La sorcière grise (T1 : Les Chroniques de la Guerre de Lodoss)

MIZUNO Ryo

Article publié le samedi 29 décembre 2007 par Cyrallen

Quatrième de couverture :

Selon la légende, les forces de la Lumière et celles des Ténèbres s’affrontèrent jadis pour la possession du monde. La bataille ne connut point de vainqueur, mais le territoire qui allait prendre le nom de Lodoss, maudit durant les combats, fut séparé du continent par Marfa, la déesse de la Création, afin d’enrayer la progression du Mal.

Bien des siècles plus tard, quelques années après la victoire des Six Héros sur le Roi des Démons, la tourmente éclate à nouveau sur Lodoss. Le sombre empire de Marmo, dirigé d’une main de fer par le sinistre guerrier Beld, se prépare à envahir l’île encore en pleine convalescence. Tandis que magie et éléments surnaturels se déchaînent de toutes parts, un jeune paladin en quête de gloire nommé Parn, la Haute Elfe Deedlit, Ghim le nain bicentenaire, Slayne le magicien, Eto le prêtre et Woodchuck le voleur vont unir leurs talents pour contrecarrer les projets de Karla, la sorcière grise, et rejoindre Fawn, souverain du Royaume saint de Vallis, pour lui proposer leur aide dans la Guerre desHéros qui s’annonce…

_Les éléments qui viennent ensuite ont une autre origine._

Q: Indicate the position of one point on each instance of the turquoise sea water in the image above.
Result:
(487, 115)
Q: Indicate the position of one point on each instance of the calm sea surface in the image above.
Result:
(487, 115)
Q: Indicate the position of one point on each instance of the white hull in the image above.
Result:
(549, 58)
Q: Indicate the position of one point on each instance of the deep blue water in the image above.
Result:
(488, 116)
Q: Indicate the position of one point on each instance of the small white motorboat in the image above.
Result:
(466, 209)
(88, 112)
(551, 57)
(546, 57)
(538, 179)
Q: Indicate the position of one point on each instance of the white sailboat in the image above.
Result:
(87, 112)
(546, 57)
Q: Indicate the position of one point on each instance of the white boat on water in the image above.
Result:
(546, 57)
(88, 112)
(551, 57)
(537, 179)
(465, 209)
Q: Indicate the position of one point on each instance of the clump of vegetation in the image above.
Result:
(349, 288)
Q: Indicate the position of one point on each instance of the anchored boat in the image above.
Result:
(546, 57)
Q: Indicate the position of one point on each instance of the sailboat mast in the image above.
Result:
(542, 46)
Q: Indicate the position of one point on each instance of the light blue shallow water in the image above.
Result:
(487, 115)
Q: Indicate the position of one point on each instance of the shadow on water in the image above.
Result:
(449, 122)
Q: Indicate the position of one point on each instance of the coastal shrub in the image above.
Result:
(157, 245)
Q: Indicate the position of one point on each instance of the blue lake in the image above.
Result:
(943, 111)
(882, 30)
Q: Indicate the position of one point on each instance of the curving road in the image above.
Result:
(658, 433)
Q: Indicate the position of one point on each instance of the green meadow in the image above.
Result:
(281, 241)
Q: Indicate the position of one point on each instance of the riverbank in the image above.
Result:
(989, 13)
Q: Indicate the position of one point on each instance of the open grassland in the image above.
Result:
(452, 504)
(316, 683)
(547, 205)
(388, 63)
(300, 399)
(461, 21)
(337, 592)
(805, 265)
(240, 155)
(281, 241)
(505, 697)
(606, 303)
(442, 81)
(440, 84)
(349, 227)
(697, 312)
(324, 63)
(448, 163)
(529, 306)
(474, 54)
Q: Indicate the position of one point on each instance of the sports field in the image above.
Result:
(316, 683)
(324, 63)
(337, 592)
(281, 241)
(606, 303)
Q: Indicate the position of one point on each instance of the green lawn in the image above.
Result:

Acclamés en France sous leurs déclinaisons animée (disponible chez Kaze) et désormais manga (Editions Kami), les romans formant les Chroniques de la Guerre de Lodoss mêlent à dessein l’exotisme d’une approche littéraire venue d’Asie aux archétypes les plus forts de la fantasy épique occidentale inspirés des oeuvres de Tolkien et de Donjons & Dragons.

« Les Chroniques de la Guerre de Lodoss ont révolutionné le genre de l’heroic fantasy au Japon. »
- BoDoï -

L’avis de Philémont :

Le jeune Paladin Parn est en quête de gloire. A son initiative, un groupe d’aventuriers entreprend un voyage sans but précis mais se retrouve bien vite mêlé à la lutte qui oppose forces du Bien et forces du Mal…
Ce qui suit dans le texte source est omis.